Thank you so much for the advice. I ignored the huffing and just went for it and picked him up.... pretty calm and relaxed. Gave him a long bath and he went back into his enclosure without any problems. Still huffs a lot though.

I have to say thank you to all the members who post to peoples questions on this site... most of my questions have been answered by searching the forums. It is really great to have so many people share their expirience and knowledge with others. It has made my life so much easier. Thanks again.


----------



## m3s4 (Aug 30, 2012)

JTV said:


> Thank you so much for the advice. I ignored the huffing and just went for it and picked him up.... pretty calm and relaxed. Gave him a long bath and he went back into his enclosure without any problems. Still huffs a lot though.
> 
> I have to say thank you to all the members who post to peoples questions on this site... most of my questions have been answered by searching the forums. It is really great to have so many people share their expirience and knowledge with others. It has made my life so much easier. Thanks again.

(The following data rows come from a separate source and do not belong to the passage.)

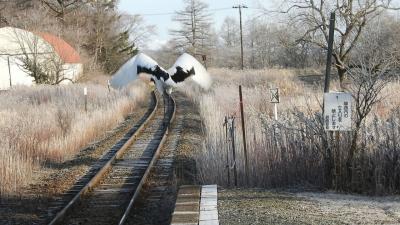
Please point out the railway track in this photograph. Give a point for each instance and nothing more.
(110, 193)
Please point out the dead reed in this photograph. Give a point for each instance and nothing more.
(49, 123)
(291, 151)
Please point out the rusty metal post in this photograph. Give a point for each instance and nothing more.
(244, 134)
(232, 132)
(227, 150)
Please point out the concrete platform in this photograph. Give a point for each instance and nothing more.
(196, 205)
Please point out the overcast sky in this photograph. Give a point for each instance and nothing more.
(160, 13)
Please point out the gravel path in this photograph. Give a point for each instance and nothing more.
(256, 206)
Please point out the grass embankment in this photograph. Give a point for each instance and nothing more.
(291, 151)
(49, 124)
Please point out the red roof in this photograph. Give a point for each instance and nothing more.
(66, 52)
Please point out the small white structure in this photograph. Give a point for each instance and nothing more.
(15, 44)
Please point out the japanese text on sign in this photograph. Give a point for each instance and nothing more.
(337, 111)
(274, 95)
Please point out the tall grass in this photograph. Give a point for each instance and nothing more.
(291, 151)
(49, 124)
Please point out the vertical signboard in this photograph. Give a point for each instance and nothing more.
(337, 111)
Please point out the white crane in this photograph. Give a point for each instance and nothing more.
(186, 66)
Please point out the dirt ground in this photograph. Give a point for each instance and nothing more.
(257, 206)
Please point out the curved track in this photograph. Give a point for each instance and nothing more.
(109, 195)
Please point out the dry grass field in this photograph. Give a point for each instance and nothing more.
(290, 152)
(45, 124)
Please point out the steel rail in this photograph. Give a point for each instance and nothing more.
(150, 166)
(95, 179)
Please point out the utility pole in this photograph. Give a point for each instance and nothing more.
(240, 6)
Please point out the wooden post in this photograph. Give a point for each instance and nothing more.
(240, 7)
(330, 50)
(85, 93)
(9, 70)
(243, 133)
(329, 159)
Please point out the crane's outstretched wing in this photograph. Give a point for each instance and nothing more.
(140, 63)
(186, 66)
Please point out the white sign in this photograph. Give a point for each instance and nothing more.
(274, 95)
(337, 111)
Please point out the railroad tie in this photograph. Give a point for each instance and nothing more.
(196, 205)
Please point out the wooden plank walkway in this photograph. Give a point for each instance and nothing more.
(196, 205)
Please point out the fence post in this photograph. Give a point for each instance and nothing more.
(244, 134)
(9, 70)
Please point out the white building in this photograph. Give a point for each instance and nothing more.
(49, 50)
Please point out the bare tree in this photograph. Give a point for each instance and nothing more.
(195, 24)
(37, 58)
(376, 68)
(352, 17)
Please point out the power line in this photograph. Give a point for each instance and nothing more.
(172, 13)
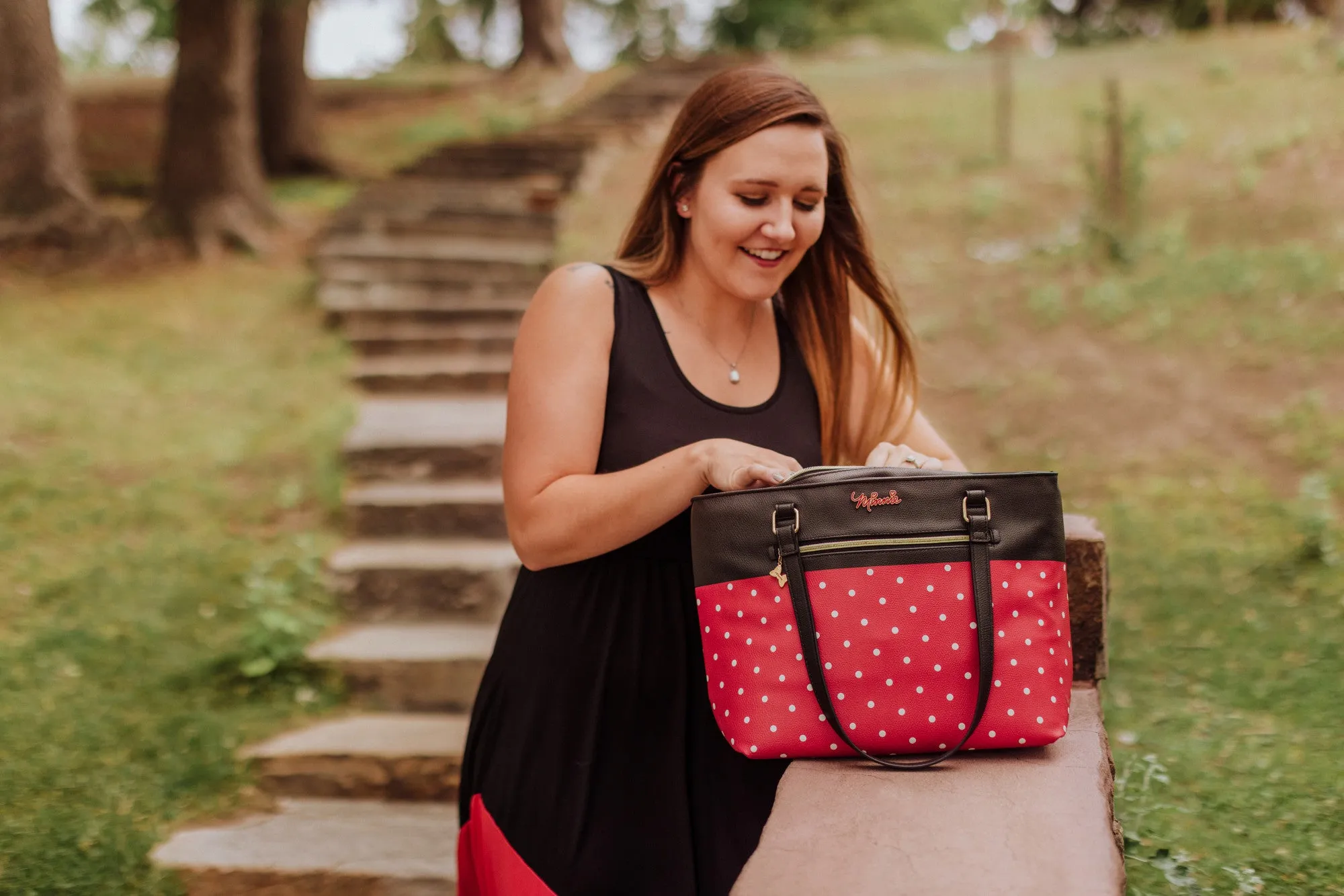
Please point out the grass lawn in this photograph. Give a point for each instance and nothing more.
(1193, 400)
(169, 455)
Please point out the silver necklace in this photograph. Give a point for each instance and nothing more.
(734, 377)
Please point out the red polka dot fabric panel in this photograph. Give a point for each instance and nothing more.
(898, 647)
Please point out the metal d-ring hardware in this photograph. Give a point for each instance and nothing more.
(775, 521)
(964, 517)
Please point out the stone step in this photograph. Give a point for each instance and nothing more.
(416, 338)
(450, 276)
(429, 248)
(425, 439)
(322, 848)
(411, 667)
(424, 580)
(446, 510)
(409, 374)
(366, 757)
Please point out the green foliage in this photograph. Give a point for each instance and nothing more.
(768, 25)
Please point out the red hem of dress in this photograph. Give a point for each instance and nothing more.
(487, 864)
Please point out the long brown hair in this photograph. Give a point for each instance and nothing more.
(732, 107)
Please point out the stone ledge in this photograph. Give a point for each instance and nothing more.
(1009, 823)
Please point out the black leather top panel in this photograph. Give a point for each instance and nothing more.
(732, 535)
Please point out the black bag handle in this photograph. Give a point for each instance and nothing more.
(975, 511)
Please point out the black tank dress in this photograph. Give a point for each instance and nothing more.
(593, 765)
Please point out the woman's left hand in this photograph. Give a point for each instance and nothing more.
(889, 455)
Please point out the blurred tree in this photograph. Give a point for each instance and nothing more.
(44, 191)
(287, 108)
(210, 187)
(544, 36)
(428, 38)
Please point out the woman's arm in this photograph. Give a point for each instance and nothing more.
(558, 508)
(915, 435)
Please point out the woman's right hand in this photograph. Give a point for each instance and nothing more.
(730, 465)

Glad to hear your colombian huffs as much as he does. I have an 8 month old juvenile that has never huffed, and I've had some that will huff at the mere sight of you. 

It's pretty comical when they do it, and it's part of what makes Colombians so cool, imo. 

You might find this an informative thread, if you haven't already:

Colombian tegus: a comprehensive guide


----------



## Tegu Boss (Sep 2, 2012)

When you first get a hatchling tegu how should you handle handing him  (that was supposed to be a joke, but i laughed at myself, not it.) Should you let him get used to you alot before handleing them i mean how often can you handle them without stressing them out?


----------